Linking Transcriptomic and Imaging Data Defines Features of a Favorable Tumor Immune Microenvironment and Identifies a Combination Biomarker for Primary Melanoma.

Patients with resected stage II-III melanoma have approximately a 35% chance of death from their disease. A deeper understanding of the tumor immune microenvironment (TIME) is required to stratify patients and identify factors leading to therapy resistance. We previously identified that the melanoma immune profile (MIP), an IFN-based gene signature, and the ratio of CD8+ cytotoxic T lymphocytes (CTL) to CD68+ macrophages both predict disease-specific survival (DSS). Here, we compared primary with metastatic tumors and found that the nuclei of tumor cells were significantly larger in metastases. The CTL/macrophage ratio was significantly different between primary tumors without distant metastatic recurrence (DMR) and metastases. Patients without DMR had higher degrees of clustering between tumor cells and CTLs, and between tumor cells and HLA-DR+ macrophages, but not HLA-DR- macrophages. The HLA-DR- subset coexpressed CD163+CSF1R+ at higher levels than CD68+HLA-DR+ macrophages, consistent with an M2 phenotype. Finally, combined transcriptomic and multiplex data revealed that densities of CD8 and M1 macrophages correlated with their respective cell phenotype signatures. Combination of the MIP signature with the CTL/macrophage ratio stratified patients into three risk groups that were predictive of DSS, highlighting the potential use of combination biomarkers for adjuvant therapy. SIGNIFICANCE: These findings provide a deeper understanding of the tumor immune microenvironment by combining multiple modalities to stratify patients into risk groups, a critical step to improving the management of patients with melanoma.

Quantitative Analysis of Immune Infiltrates in Primary Melanoma.

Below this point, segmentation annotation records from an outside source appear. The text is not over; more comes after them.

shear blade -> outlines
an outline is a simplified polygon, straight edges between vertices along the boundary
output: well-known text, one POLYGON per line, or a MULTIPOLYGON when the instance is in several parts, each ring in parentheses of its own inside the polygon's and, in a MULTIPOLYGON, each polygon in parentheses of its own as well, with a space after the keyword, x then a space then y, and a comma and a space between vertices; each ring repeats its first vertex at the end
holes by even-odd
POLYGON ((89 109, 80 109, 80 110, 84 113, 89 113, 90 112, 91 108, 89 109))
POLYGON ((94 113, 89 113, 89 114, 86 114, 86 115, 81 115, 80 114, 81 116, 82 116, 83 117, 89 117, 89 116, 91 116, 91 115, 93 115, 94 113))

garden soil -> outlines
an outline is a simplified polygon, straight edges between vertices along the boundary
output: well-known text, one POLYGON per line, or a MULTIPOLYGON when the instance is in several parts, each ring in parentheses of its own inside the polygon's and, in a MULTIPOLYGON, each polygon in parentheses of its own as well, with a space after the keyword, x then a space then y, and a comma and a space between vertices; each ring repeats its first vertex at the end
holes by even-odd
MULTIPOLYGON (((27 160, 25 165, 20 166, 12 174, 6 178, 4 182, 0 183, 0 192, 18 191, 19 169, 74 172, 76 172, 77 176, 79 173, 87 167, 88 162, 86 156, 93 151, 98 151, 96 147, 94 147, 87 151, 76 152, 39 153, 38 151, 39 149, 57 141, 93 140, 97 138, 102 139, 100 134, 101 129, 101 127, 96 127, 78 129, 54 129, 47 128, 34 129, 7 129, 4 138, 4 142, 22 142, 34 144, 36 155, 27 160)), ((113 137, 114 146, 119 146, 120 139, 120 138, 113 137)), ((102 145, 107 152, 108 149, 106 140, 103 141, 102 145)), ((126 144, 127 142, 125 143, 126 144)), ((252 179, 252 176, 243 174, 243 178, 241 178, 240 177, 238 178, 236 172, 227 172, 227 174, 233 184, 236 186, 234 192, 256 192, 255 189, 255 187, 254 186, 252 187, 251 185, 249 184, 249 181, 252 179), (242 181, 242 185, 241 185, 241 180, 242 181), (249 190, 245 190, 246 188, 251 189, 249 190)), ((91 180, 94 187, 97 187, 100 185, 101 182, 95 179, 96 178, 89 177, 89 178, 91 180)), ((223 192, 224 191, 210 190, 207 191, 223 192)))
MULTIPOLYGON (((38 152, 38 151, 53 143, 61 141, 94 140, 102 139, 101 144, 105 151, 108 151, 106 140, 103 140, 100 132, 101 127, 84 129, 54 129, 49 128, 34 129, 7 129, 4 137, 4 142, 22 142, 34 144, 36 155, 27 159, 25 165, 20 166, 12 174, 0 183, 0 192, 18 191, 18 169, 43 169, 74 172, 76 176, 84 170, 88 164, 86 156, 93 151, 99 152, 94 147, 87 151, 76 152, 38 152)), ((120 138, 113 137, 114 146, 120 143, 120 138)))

Novel methods to analyze the tumor microenvironment (TME) are urgently needed to stratify melanoma patients for adjuvant immunotherapy. Tumor-infiltrating lymphocyte (TIL) analysis, by conventional pathologic methods, is predictive but is insufficiently precise for clinical application. Quantitative multiplex immunofluorescence (qmIF) allows for evaluation of the TME using multiparameter phenotyping, tissue segmentation, and quantitative spatial analysis (qSA). Given that CD3+CD8+ cytotoxic lymphocytes (CTLs) promote antitumor immunity, whereas CD68+ macrophages impair immunity, we hypothesized that quantification and spatial analysis of macrophages and CTLs would correlate with clinical outcome. We applied qmIF to 104 primary stage II to III melanoma tumors and found that CTLs were closer in proximity to activated (CD68+HLA-DR+) macrophages than nonactivated (CD68+HLA-DR-) macrophages (P < 0.0001). CTLs were further in proximity from proliferating SOX10+ melanoma cells than nonproliferating ones (P < 0.0001). In 64 patients with known cause of death, we found that high CTL and low macrophage density in the stroma (P = 0.0038 and P = 0.0006, respectively) correlated with disease-specific survival (DSS), but the correlation was less significant for CTL and macrophage density in the tumor (P = 0.0147 and P = 0.0426, respectively). DSS correlation was strongest for stromal HLA-DR+ CTLs (P = 0.0005). CTL distance to HLA-DR- macrophages associated with poor DSS (P = 0.0016), whereas distance to Ki67- tumor cells associated inversely with DSS (P = 0.0006). A low CTL/macrophage ratio in the stroma conferred a hazard ratio (HR) of 3.719 for death from melanoma and correlated with shortened overall survival (OS) in the complete 104 patient cohort by Cox analysis (P = 0.009) and merits further development as a biomarker for clinical application. Cancer Immunol Res; 6(4); 481-93. ©2018 AACR.